А бумага вещь особенная, и дело не в поговорке про написанное слово, которое не вырубишь топором, а просто... неприятно, понимаете? Вот ты живешь, и все твое – твое. Ну, поболтают, может, обычное дело. И вдруг твое имя написано не в паспорте или другом документе, что хранится в комоде, а где-то в другом месте, отдельно от тебя, далеко, самовольно, написано чужим человеком... Неприятно, нехорошо... И не просто ведь имя написано, а и еще что-то. Например: «Анна Антоновна Сущева провела вечер с Валентином Георгиевичем Кублаковым за распитием спиртных напитков, после чего данный Кублаков интимно хватал Анну Антоновну, а она вместо препятствий смеялась и проводила его под утро, из чего следуют прямые выводы».

Так размышляла Нюра Сущева по поводу писаний Дуганова. И очень сердилась. Ей представлялось, что он так и напишет. По форме – правильно. По содержанию – вранье. Ну, был у нее Кублаков, ну, выпили. Ну, лапнул пару раз даже не за грудь, а за плечо. Ну, в самом деле, ушел под утро. Но ничего же не было! Не было ничего же остального! То есть не остального, а того самого, что имеется в виду! Вот оно, коварство письменной речи!

А придет Анатолий, попадется ему в руки тетрадь – он объяснений слушать не станет! Был мужчина в доме? Был! Вот тебе и весь состав преступления.

Нет, надо какие-то меры принимать.

9

И Нюра, не откладывая, решила принять меры, а именно – сходить к Дуганову.

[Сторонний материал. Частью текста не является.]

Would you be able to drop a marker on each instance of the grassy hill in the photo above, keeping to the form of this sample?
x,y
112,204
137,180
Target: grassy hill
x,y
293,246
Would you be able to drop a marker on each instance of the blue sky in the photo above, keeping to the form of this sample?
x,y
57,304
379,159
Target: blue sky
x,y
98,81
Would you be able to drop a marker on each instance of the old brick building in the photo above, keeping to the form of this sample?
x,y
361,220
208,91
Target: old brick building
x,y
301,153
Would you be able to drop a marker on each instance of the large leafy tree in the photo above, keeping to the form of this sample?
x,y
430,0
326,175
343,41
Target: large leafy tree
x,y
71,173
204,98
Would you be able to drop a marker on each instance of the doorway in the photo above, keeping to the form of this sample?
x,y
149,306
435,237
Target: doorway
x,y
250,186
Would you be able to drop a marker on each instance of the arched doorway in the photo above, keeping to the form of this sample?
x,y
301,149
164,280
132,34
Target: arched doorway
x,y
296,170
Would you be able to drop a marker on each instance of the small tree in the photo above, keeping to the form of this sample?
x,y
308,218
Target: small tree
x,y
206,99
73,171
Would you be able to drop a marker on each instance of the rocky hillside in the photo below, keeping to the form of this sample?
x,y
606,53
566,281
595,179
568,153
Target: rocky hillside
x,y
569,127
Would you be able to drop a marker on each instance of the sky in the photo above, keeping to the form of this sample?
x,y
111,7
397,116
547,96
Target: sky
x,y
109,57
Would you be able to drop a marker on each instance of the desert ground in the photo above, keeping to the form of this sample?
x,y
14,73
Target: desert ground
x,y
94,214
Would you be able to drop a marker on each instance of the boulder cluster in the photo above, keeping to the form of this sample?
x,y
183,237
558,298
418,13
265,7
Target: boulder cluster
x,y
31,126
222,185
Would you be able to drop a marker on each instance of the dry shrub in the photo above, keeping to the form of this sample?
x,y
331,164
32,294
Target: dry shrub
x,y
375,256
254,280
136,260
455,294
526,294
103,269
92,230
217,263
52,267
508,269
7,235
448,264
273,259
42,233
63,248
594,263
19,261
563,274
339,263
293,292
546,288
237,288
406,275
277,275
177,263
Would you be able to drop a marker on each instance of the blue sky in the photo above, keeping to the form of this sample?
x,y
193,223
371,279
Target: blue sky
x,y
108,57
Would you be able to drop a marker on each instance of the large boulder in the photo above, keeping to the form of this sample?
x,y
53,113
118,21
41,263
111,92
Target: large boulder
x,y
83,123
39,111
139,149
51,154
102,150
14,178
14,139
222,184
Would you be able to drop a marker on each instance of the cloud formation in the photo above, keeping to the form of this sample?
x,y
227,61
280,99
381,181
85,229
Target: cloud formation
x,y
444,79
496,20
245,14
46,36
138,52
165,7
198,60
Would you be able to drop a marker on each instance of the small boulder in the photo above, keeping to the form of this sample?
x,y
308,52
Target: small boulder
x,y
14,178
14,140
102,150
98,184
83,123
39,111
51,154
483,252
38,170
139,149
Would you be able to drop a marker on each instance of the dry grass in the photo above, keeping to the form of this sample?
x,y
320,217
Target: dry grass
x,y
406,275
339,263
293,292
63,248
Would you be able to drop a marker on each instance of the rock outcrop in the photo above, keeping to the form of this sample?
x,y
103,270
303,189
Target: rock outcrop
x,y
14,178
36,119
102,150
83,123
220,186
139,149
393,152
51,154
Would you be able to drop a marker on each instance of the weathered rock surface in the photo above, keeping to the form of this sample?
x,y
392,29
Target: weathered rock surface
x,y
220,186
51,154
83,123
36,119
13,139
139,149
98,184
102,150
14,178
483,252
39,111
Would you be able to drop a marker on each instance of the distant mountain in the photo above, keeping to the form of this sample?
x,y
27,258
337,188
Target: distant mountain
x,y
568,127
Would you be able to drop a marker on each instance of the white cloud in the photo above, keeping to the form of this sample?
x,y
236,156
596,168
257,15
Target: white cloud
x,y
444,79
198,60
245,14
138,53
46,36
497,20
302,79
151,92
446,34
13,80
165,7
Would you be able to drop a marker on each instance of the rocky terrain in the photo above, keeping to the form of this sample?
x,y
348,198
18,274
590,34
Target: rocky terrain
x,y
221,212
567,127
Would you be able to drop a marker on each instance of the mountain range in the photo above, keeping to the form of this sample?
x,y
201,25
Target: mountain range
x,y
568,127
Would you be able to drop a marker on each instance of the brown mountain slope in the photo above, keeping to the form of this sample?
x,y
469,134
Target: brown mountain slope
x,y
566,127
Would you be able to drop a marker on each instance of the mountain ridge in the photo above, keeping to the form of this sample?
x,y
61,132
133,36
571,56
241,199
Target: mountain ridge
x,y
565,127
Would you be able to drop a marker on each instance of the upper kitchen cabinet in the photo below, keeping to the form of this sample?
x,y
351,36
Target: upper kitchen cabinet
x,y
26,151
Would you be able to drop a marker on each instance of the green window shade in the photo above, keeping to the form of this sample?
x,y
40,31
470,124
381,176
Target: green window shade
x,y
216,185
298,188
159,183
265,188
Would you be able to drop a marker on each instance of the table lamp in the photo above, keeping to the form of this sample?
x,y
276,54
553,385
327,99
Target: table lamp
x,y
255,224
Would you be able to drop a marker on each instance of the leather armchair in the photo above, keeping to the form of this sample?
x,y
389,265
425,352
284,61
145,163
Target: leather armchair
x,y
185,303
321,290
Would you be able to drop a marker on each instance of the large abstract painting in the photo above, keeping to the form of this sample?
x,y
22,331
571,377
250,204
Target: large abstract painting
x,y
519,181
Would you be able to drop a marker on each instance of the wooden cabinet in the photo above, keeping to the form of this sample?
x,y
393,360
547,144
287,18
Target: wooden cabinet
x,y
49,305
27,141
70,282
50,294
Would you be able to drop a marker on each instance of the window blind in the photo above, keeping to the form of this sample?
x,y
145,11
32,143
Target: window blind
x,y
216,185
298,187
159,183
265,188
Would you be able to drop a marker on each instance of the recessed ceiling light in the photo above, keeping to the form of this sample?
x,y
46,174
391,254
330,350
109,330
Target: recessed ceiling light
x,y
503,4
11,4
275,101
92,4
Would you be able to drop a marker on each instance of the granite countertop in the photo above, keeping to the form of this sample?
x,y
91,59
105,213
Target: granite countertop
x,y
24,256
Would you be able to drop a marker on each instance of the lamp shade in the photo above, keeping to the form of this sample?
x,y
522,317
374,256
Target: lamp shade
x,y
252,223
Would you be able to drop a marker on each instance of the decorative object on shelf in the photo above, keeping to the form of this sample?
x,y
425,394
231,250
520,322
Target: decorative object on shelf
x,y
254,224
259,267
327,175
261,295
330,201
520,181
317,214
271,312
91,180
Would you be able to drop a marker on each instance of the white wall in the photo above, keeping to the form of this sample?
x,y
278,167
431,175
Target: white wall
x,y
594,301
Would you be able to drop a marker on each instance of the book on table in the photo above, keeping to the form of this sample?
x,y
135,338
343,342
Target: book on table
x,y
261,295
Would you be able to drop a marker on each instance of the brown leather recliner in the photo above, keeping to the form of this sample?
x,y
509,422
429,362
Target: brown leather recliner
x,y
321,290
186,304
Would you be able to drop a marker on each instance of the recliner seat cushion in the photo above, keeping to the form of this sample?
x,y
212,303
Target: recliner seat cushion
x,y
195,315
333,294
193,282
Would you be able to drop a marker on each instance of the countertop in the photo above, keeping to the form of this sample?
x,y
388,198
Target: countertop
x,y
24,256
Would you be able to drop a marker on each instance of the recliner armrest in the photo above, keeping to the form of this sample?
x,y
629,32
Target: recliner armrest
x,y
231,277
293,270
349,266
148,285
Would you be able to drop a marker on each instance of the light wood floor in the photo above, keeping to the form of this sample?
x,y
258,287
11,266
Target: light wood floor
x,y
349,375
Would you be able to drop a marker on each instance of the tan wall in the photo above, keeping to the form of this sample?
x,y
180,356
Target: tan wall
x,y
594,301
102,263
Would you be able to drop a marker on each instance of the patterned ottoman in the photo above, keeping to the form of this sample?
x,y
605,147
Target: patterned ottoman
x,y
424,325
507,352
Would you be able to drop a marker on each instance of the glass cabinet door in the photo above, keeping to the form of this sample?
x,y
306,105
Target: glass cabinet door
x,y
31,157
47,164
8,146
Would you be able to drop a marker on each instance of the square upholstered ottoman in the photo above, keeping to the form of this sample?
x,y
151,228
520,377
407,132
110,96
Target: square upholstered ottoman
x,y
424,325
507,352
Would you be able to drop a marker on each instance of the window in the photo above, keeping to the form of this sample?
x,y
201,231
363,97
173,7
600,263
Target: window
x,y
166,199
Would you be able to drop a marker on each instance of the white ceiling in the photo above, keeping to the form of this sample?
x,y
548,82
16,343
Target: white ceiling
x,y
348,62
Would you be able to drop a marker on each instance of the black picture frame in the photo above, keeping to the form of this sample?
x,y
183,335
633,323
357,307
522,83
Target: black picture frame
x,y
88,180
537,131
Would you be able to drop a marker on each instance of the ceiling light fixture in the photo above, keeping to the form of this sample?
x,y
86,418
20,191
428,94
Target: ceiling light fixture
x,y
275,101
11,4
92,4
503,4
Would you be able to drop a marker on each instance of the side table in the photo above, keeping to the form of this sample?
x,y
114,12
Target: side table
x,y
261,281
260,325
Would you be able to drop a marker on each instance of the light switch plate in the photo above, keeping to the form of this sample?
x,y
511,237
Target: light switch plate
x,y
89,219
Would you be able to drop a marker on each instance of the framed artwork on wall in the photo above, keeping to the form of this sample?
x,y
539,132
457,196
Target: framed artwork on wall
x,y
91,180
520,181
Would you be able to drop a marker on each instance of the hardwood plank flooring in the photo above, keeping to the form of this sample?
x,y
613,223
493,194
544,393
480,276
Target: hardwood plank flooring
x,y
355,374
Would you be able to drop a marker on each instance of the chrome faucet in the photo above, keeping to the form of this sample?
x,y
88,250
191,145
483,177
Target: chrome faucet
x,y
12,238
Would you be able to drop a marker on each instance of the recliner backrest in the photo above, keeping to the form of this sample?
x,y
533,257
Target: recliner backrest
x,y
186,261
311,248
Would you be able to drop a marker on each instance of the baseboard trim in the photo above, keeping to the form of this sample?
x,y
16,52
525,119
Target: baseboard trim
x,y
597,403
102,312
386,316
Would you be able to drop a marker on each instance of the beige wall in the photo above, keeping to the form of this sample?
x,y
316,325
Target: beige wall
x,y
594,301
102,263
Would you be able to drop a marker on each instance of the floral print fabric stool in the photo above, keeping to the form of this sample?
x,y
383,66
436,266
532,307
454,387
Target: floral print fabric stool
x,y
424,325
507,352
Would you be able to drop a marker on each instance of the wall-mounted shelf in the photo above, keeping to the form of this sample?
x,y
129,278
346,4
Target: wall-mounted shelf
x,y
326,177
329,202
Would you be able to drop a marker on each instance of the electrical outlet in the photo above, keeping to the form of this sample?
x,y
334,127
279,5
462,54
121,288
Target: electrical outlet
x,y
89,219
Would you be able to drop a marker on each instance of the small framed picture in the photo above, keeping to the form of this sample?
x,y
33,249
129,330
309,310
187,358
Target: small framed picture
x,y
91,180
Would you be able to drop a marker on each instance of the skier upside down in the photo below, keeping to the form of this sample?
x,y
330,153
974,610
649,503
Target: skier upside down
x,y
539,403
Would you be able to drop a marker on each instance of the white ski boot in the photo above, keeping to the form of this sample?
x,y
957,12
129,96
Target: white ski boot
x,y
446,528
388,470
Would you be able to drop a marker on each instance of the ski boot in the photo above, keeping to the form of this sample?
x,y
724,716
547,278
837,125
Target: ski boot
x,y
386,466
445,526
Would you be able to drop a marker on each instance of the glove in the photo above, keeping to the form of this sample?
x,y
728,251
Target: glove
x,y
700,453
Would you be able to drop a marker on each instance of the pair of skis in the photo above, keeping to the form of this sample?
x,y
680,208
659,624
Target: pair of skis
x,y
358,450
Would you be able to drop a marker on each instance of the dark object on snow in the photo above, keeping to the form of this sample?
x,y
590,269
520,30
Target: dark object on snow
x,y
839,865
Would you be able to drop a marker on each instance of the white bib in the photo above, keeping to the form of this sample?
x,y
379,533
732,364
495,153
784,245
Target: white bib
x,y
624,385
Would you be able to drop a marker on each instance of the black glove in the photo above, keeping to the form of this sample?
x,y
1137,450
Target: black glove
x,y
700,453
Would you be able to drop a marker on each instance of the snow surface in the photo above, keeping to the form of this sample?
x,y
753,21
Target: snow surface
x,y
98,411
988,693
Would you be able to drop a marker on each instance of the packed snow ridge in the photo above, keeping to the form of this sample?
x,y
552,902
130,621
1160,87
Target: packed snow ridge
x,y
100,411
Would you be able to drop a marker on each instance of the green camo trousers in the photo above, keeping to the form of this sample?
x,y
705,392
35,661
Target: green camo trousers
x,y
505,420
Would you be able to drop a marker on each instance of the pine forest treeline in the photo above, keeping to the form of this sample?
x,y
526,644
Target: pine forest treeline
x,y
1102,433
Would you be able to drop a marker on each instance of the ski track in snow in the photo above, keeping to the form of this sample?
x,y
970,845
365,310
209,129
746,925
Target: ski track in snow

Огородами и лесом она прошла к его дому, на ходу размышляя, как поступить: убеждать его словами, деньгами или применить женский ресурс?

Решила попробовать по очереди.

Сказала, что шла мимо и вот как-то вспомнила... Спросила: не скучно ли Валерию Сергеевичу жить одному?

Дуганов ответил отрицательно.

– А мне вот бывает, – сказала Нюра. – Анатолий все работает, работает... Уехать, что ли, вместе в город? Как думаете?

– Где родился, там и пригодился, – осторожно ответил Дуганов. – Но и перемещаться человеку не запретишь.

– Это правда. Я вот все решаю. С Кублаковым советуюсь. Он в городе и учился, и жил, он понимает. Зайдет, ну, мы и советуемся. По-человечески. А некоторые знаете какие люди бывают, Валерий Сергеевич? Они не признают человеческих отношений. Они считают, что если мужчина и женщина, то обязательно разврат. Знаете, почему? Потому что эти люди, которые так считают, они сами развращенные. Нормальный человек так не думает. Вы ведь так не думаете?

– Все зависит от конкретных обстоятельств, – ответил Дуганов. – Но согласно традициям коренной русской жизни, замужним женщинам с женатыми мужчинами общаться наедине всегда было запрещено. И правильно, я считаю.

– Кто спорит, кто спорит! – вздохнула Нюра, понимая, что словами повернуть мнение Дуганова в положительную сторону не получилось.

– А я знаете что? – сказала она. – Я с Анатолием даже поговорить не успеваю на эту тему. В смысле: насчет переехать. И я решила письмо ему написать. Но у меня не получается. Все как-то длинно. Сижу, прямо чуть не плачу. Потом вспомнила: вы же замечательно пишете! Я девчонкой еще была, когда вы стенгазету оформляли! Напишите ему от меня, Валерий Сергеевич! Не даром, конечно!